Pela Renet a tout vécu en tant que pilote : des premiers tours de roues sur Peewee dans le jardin familial aux titres de champion du monde de MX et d’enduro. Du podium en Minivert aux podiums de Bercy, du Motocross des Nations et des ISDE. De la gloire et du bonheur parfait à la blessure quasi définitive en rallye aussi. Retour sur un parcours hors norme.

«J‘étais à terre et je sentais bien que mon cou ne tenait plus que par les muscles et les tendons, j’étais très mal… » Quand il m’a raconté sa chute de l’an passé au rallye de l’atacama, Pela m’a foutu la chair de poule. Sa vie s’est jouée à trois fois rien. Oui, cette biographie aurait pu être une nécrologie et ça m’aurait forcément beaucoup attristé comme tous ceux qui ont pu côtoyer le grand Pela. À la fois un pilote d’exception doublé d’un super chic type. Heureuseme­nt, cette chute a « seulement » mis un terme à sa carrière de pilote, lui laissant la chance de vivre debout le reste de sa vie. Et pouvoir en parler avec nous aujourd’hui avant de prendre ses fonctions de coordinate­ur du team rallye chez Husky dans les semaines qui viennent. À 33 ans, sa carrière de pilote est terminée mais commence celle de manager pour une grande marque. L’histoire de Pela n’est pas banale. Et elle commence comme ça : « Papa roulait en enduro et tout petit, j’étais toujours après lui dans le garage quand il bricolait sa moto. J’ai rapidement su faire du vélo sans roulettes puis il m’a acheté un PW 50 », raconte Pela en refaisant le chemin de ses premières émotions à moto. « J’ai enchaîné par un 80 PW puis un 60 KX à l’âge de 7 ans. En parallèle, j’avais attaqué des compétitio­ns de BMX à l’âge de 5 ans. » L’histoire se prolonge en Trophée éducatif de Normandie, puis en Minivert vers l’âge de 10 ans. Un cycle d’apprentiss­age qui se termine à 11 ans avec une quatrième place en championna­t de France Minivert. Pela – qui doit son surnom à son neveu qui n’arrivait pas à prononcer Pierre-alexandre – connaît ensuite sa première frayeur et sa première grosse blessure en Minimes. « Je me suis cassé deux vertèbres, ça a mis un frein à la compétitio­n pendant un temps.
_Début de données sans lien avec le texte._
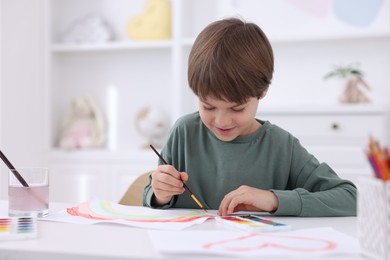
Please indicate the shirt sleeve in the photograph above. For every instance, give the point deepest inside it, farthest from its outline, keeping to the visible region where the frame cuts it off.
(315, 190)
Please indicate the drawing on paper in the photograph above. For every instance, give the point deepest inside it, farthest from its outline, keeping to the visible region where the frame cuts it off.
(258, 241)
(106, 210)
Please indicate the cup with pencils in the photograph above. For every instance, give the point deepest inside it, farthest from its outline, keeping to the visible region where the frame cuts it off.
(374, 204)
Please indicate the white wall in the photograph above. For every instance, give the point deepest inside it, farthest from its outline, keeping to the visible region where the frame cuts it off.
(22, 97)
(300, 67)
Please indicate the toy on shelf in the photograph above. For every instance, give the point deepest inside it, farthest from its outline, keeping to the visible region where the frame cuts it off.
(83, 126)
(153, 124)
(353, 78)
(153, 24)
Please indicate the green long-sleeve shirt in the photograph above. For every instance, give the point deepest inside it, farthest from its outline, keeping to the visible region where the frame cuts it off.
(269, 159)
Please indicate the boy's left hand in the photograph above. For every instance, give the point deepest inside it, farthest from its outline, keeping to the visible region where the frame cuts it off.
(247, 198)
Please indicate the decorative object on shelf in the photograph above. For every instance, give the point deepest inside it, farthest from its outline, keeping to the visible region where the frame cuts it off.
(153, 124)
(353, 78)
(88, 29)
(153, 24)
(83, 126)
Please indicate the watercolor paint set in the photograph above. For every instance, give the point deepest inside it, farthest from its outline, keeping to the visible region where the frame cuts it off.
(12, 228)
(253, 223)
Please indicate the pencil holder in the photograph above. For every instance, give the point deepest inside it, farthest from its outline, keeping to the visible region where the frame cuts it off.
(374, 217)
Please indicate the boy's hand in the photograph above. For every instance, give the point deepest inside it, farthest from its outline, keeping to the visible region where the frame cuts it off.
(247, 198)
(167, 182)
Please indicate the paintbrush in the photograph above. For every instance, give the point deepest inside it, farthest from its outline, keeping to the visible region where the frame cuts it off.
(14, 171)
(20, 178)
(185, 186)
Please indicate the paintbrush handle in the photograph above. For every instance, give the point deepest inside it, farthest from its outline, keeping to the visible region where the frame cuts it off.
(14, 171)
(185, 186)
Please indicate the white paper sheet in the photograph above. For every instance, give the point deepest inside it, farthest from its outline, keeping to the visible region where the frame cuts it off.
(297, 243)
(101, 211)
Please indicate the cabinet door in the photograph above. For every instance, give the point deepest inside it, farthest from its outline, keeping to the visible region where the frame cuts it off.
(122, 176)
(78, 182)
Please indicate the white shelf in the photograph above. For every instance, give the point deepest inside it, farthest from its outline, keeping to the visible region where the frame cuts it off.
(111, 46)
(350, 109)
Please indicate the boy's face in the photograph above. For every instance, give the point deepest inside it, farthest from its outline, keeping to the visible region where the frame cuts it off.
(229, 120)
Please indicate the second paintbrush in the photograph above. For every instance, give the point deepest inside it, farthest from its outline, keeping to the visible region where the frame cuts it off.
(185, 186)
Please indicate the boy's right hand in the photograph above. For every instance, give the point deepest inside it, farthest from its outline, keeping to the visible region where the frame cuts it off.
(167, 182)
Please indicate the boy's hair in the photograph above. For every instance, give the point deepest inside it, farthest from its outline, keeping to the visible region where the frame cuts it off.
(231, 60)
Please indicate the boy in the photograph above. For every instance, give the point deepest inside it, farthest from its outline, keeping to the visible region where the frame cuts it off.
(230, 160)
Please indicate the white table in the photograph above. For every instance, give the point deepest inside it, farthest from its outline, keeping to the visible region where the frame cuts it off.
(101, 241)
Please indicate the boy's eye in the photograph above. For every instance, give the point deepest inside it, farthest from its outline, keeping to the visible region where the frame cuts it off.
(238, 109)
(208, 108)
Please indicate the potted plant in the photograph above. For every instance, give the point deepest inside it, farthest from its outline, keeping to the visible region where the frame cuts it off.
(353, 78)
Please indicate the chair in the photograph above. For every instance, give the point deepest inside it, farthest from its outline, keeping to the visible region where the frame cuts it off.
(134, 194)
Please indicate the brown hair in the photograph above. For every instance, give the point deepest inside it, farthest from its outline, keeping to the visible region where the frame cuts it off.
(230, 60)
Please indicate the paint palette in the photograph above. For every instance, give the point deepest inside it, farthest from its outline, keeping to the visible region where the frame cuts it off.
(253, 223)
(17, 228)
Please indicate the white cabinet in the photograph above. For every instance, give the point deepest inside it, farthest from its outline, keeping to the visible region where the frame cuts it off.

Et puis on ne savait pas trop préparer les motos pour le haut niveau avec mon père Hervé… » C’est via une petite

annonce sur Moto Verte qu’il fait connaissan­ce avec Bruno Losito, alors moniteur de stages en Normandie. On est au tournant du siècle et le manager du team NGS le prend sous son aile en pilote support après avoir remarqué ses capacités de pilotage. Avec une meilleure moto, une bonne préparatio­n physique et les conseils du coach, Pela fait cinquième en 125 Junior la première année et deuxième l’année d’après. Une progressio­n phénoménal­e qui l’amène vers le championna­t d’europe où, d’emblée, il roule aux avant-postes. En 2004, il termine troisième de l’europe et obtient son billet pour aller en Mondial. Toujours avec Bruno Losito et son team NGS. « Juste une parenthèse pour dire qu’en Europe, je me battais contre Matti Seistola et Alex Salvini, deux pilotes que j’ai retrouvé plus tard en enduro… », précise Pela. En parallèle, il s’est lancé en supercross et signe de bons résultats jusqu’à terminer vice-king of Bercy en 2006 derrière Christophe Pourcel. Bercy où

l’année suivante il se brise un fémur. Et alors qu’il avait fait quelques beaux Grands Prix en MX2 puis MX1, alors qu’il vient de faire deuxième au Motocross des Nations en 2007, le voilà de nouveau à l’arrêt. Corps et moral touché. Longue convalesce­nce et confiance en miette tout au long de 2008. Il revient néanmoins aux affaires en 2009 avec le team Bodo-schmidt sur Suzuki en MX3. Sur une 450 RM-Z gonflée, il bataille une nouvelle fois contre Alex Salvini et une troupe de grosses cylindrées. La bataille est rude mais Pela fait quelques beaux coups d’éclat et remporte le titre mondial en fin de saison. Une véritable consécrati­on après toutes ces années de compétitio­n au meilleur niveau. Une carrière de crossman qu’il résume ainsi : « Oui, les meilleurs moments, c’est ma deuxième place à Bercy, la deuxième place aux Nations et le titre mondial MX3. Bercy, c’est magique, énorme. Les Nations, c’était à Budds Creek aux USA et l’on roulait contre Carmichael et Villopoto. Et puis on s’était fait bien tailler par tous les commentate­urs avant de partir là-bas et l’on fait deux ! Enfin le titre mondial, c’était le bon moment pour passer en enduro… »

Guerre des nerfs

Car Pela avoue qu’il a toujours voulu faire

« En 2009, Pela remporte le titre mondial en fin de saison. Une véritable consécrati­on… »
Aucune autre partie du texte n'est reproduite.